O ensinamento de Jesus sobre a oração deriva, sem dúvida, do seu modo de
rezar, adquirido em família, mas tem a sua origem profunda e essencial no seu
ser o Filho de Deus, na sua relação singular com Deus Pai. À pergunta: De
quem aprendeu Jesus a rezar?, o
Compêndio do Catecismo da Igreja Católica assim responde: «Jesus,
segundo o seu coração de homem, foi ensinado a rezar por sua Mãe e pela tradição
judaica. Mas a sua oração brota de uma fonte secreta, porque Ele é o Filho
eterno de Deus que, na sua santa humanidade, dirige a seu Pai a oração filial
perfeita» (n. 541).
Na narração evangélica, as ambientações da oração de Jesus colocam-se sempre
na encruzilhada entre a inserção na tradição do seu povo e a novidade de uma
relação pessoal singular com Deus. «O lugar deserto» (cf. Mc 1, 35; Lc
5, 16) em que se retira com frequência, «o monte» onde sobe para rezar (cf.
Lc 6, 12; 9, 28) e «a noite» que lhe permite a solidão (cf. Mc 1, 35;
6, 46-47; Lc 6, 12) evocam momentos do caminho da revelação de Deus no
Antigo Testamento, indicando a continuidade do seu desígnio salvífico. Mas, ao
mesmo tempo, indicam momentos de importância particular para Jesus que, de modo
consciente, se insere neste plano, totalmente fiel à vontade do Pai.

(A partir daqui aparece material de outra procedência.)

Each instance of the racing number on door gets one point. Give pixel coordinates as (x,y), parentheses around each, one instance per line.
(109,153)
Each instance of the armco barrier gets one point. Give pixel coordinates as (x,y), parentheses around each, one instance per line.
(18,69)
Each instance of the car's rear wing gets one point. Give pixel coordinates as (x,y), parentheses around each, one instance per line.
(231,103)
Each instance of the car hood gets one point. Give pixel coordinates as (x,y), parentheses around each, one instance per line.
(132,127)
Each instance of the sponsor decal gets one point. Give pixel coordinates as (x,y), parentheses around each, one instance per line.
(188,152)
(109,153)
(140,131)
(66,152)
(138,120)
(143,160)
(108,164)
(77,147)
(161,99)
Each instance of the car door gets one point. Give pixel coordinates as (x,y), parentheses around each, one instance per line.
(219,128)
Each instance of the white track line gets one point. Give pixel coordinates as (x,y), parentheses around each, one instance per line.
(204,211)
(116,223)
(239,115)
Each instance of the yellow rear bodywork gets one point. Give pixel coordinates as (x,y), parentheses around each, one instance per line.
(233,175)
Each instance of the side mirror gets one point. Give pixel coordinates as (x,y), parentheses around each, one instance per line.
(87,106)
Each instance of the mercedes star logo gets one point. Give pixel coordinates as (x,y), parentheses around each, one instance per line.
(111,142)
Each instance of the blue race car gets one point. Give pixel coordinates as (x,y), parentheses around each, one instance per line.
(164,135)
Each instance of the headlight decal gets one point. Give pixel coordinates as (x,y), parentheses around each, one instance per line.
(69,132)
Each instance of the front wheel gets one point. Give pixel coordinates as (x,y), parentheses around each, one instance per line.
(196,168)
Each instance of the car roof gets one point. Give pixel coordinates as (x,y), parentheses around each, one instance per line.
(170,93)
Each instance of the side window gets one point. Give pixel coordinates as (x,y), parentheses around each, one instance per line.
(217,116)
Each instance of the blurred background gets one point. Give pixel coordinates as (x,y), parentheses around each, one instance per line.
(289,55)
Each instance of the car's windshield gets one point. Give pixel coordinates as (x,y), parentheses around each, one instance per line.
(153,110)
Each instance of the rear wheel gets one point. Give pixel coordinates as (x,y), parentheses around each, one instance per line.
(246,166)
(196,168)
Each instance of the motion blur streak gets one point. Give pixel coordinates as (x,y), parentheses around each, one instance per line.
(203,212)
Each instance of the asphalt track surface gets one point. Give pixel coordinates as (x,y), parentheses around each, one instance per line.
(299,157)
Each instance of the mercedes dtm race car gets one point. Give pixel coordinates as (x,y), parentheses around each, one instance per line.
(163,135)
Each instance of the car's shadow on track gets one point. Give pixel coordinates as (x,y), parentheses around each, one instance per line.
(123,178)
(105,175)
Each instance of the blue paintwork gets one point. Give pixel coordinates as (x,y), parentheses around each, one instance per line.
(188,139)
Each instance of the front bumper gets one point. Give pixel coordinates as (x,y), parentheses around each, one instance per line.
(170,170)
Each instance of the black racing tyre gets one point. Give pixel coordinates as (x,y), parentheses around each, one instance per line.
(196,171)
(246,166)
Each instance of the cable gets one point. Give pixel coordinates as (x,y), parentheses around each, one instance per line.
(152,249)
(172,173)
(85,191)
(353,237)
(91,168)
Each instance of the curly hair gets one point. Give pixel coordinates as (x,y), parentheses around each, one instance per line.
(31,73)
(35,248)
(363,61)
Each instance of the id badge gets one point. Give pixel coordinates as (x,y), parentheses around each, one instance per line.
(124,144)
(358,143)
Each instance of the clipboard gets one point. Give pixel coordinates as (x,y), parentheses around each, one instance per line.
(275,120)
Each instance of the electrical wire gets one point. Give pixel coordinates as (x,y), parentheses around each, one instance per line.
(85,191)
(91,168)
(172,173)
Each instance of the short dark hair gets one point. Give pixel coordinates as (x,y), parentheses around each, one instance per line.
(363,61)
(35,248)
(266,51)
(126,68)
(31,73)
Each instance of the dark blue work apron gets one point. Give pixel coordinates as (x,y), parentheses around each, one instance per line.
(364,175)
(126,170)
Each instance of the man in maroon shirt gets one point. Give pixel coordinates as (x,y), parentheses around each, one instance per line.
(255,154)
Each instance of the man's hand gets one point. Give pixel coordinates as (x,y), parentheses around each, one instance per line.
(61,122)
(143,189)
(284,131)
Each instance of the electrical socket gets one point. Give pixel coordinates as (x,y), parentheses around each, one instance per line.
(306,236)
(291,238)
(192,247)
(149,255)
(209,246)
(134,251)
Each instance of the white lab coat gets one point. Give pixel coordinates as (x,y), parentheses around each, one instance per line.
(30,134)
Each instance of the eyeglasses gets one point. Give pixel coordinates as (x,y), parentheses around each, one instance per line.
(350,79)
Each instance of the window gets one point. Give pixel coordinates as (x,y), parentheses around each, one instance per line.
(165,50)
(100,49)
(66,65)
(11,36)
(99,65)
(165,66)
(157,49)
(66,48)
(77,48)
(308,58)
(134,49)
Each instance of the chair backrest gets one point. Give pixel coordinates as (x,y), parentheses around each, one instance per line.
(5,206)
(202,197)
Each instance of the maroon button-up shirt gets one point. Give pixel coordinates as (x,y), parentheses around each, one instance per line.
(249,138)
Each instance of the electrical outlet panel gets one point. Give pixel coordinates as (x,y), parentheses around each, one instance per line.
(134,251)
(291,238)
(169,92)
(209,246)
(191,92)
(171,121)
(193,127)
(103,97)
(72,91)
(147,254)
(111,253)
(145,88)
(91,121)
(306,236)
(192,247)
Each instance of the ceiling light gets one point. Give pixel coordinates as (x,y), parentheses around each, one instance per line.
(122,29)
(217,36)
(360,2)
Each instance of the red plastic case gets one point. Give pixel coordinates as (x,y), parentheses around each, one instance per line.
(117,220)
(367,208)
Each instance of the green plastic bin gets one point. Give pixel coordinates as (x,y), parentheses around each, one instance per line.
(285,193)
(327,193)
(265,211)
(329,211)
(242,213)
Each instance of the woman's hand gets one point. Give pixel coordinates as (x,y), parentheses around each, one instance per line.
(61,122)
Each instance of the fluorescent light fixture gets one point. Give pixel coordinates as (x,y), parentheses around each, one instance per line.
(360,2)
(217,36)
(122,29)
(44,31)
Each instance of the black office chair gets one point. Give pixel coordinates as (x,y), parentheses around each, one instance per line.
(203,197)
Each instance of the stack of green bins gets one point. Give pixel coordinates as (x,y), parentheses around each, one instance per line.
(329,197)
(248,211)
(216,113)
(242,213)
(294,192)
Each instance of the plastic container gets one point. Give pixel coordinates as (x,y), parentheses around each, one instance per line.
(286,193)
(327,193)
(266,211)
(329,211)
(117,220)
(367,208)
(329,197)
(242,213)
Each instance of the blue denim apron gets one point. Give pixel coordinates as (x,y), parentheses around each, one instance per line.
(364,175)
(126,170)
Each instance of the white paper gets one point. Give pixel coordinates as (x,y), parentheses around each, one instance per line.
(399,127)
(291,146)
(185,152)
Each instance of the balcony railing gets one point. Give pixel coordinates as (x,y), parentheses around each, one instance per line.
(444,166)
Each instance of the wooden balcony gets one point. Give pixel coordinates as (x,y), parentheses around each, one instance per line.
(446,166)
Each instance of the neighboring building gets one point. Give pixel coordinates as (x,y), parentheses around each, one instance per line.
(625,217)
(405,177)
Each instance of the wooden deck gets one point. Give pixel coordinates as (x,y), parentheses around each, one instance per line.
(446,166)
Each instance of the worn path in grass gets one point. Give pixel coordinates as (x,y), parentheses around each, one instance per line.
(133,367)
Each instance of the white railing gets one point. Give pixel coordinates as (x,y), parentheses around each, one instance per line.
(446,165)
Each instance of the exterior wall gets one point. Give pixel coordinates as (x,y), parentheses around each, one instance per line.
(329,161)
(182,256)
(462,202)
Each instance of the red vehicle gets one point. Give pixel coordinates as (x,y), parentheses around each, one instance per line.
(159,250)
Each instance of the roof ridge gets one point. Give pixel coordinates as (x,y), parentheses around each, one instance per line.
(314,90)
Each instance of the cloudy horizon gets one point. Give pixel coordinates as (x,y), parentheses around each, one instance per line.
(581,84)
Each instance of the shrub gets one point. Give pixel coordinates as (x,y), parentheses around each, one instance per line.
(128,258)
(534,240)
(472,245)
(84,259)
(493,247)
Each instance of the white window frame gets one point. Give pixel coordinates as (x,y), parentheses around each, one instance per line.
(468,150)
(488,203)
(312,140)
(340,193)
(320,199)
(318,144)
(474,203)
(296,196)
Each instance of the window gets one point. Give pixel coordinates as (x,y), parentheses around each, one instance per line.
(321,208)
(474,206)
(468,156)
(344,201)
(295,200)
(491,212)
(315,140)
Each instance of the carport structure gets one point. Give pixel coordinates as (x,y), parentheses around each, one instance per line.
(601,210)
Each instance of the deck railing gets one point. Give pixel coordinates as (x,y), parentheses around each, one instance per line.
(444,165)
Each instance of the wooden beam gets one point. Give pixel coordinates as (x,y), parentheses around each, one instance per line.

Também na nossa oração temos que aprender, cada vez mais, a entrar nesta
história de salvação, cujo ápice é Jesus, renovar diante de Deus a nossa decisão
pessoal para nos abrirmos à sua vontade, pedir-lhe a força de conformar a nossa
vontade com a sua, em toda a nossa vida, em obediência ao seu desígnio de amor
por nós.
A oração de Jesus diz respeito a todas as fase do seu ministério e a todos os
seus dias. As dificuldades não a impedem. Aliás, os Evangelhos deixam
transparecer um hábito de Jesus, de transcorrer em oração uma parte da noite. O
Evangelista Marcos narra uma destas noites, depois do dia pesado da
multiplicação dos pães, e escreve: «Jesus obrigou logo os seus discípulos a
subirem para o barco e a irem à frente, outro outro lado, rumo a Betsaida,
enquanto Ele próprio despedia a multidão. Depois de os ter despedido, foi ao
monte para orar. Já era noite, o barco estava no meio do mar e Ele sozinho em
terra» (Mc 6, 45-47). Quando as decisões se fazem urgentes e complexas, a
sua prece torna-se mais prolongada e intensa. Na iminência da escolha dos doze
Apóstolos, por exemplo, Lucas sublinha a duração da oração preparatória de Jesus
à noite: «Naqueles dias, Jesus foi para o monte fazer a oração e passou toda a
noite a orar a Deus. Quando nasceu o dia, convocou os seus discípulos e escolheu
doze dentre eles, aos quais deu o nome de Apóstolos» (Lc 6, 12-13).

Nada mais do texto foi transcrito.